Your small business can help employees pay (tax-free) for medical expenses and insurance costs by setting up a qualified small Employer health reimbursement arrangement (QSEHRA). This arrangement is part of the 2016 law called the 21st Century Cures Act.
In the past, large companies have been able to set up health reimbursement arrangements (HRAs) for their employees. The new QSEHRA allows smaller companies to help employees set up similar accounts. Employees can get reimbursement to pay for their own health coverage, and the employer doesn't have to pay the cost of a group health plan.
What Is an HRA? What's a QSEHRA?
An HRA is a health reimbursement arrangement; it isn't a savings account that employees can put money into, nor is it health insurance. It's a specific type of employee benefit plan that reimburses employees for specific medical expenses. The plan is funded only by the employer, and employees can be reimbursed tax-free up to a maximum amount each year. HRAs can only be used for qualified medical expenses, such as those already covered by a medical plan, or for health care premiums.
QSEHRAs were set up to allow small employers the benefits of reimbursing employees for medical care expenses, including health insurance premiums, as an alternative to more expensive traditional group health plans. The difference between a QSEHRA and a traditional HRA is that with the QSEHRA, the small business setting up the plan does not provide health insurance for employees.
QSEHRA Benefits to Employers and Employees
An eligible employee's reimbursements are tax-free if the employee has coverage that provides minimum essential coverage.
Minimum essential coverage can be from a variety of providers, including coverage under a government-sponsored program and certain plans that employees buy in the individual market.
Employers don't have to pay payroll taxes (the employer portion of FICA taxes) on benefits paid to employees under this arrangement.
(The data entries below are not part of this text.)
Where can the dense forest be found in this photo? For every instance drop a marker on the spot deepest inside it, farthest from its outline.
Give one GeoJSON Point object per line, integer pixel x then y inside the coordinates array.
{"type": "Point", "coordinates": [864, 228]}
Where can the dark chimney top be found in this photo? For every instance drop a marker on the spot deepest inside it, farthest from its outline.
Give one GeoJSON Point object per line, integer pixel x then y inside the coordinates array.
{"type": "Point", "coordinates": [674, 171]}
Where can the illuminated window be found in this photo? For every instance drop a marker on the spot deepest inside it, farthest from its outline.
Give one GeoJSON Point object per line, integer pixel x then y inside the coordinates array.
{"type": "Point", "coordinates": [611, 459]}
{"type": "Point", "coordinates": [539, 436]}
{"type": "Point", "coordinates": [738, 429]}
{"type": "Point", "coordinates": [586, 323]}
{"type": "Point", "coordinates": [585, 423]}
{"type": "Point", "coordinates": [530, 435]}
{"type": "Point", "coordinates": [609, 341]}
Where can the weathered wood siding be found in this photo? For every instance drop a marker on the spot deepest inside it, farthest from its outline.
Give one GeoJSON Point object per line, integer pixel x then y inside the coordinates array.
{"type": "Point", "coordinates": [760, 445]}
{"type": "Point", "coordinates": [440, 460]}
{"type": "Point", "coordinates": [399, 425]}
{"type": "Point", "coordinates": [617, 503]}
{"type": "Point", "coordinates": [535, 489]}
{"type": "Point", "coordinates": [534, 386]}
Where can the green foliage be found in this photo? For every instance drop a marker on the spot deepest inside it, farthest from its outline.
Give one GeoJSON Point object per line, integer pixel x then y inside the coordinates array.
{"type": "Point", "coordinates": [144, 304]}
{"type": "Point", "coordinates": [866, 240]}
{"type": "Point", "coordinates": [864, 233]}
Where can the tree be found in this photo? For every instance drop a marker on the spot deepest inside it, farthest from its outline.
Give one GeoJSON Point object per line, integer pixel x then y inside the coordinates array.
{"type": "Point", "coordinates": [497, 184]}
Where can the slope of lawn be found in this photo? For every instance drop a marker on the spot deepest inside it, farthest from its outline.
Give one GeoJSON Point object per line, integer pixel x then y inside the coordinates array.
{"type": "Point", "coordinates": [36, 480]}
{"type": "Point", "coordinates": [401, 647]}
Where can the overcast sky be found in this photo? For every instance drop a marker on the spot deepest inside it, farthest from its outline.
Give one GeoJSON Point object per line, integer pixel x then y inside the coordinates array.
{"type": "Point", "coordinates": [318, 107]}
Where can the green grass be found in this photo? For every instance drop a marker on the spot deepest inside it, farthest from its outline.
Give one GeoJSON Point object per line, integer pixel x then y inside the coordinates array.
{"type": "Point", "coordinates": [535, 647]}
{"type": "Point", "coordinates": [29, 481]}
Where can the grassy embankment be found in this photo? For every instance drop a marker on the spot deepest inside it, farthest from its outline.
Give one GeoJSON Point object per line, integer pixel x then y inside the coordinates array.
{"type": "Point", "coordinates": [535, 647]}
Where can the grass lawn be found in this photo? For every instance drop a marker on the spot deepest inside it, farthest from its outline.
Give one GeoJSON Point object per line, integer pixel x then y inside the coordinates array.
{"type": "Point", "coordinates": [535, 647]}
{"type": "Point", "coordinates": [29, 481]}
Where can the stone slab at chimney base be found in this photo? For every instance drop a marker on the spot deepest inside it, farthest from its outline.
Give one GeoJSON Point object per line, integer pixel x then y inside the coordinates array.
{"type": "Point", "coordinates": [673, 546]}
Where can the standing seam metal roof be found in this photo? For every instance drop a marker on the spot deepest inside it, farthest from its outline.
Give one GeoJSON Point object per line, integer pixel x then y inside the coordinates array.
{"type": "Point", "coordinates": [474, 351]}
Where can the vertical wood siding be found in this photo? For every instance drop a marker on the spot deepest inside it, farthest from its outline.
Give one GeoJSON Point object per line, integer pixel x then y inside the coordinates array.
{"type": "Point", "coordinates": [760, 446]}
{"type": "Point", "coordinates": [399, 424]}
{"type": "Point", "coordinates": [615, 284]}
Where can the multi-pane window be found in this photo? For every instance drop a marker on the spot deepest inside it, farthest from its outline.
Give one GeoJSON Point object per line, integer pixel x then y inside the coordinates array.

In addition, the company can deduct the costs of the benefit payments and also the administrative fees of the HRA as a business deduction.
Is My Small Business Eligible to Set up a QSEHRA?
There are two qualifications for employers:
- Your business can't offer a group health plan to employees (including a Flexible Spending Arrangement (FSA)
- Your business can't be an applicable large employer (ALE) under the terms of the Affordable Care Act, which means you have fewer than 50 full-time equivalent employees (based on a formula for calculating the equivalent of part-time workers)
What Are the Requirements for a QSEHRA?
You (the employer) fund the arrangement; employees don't contribute through their paychecks. Here are some key requirements and restrictions:
- All eligible employees must have the same terms and benefits from this arrangement.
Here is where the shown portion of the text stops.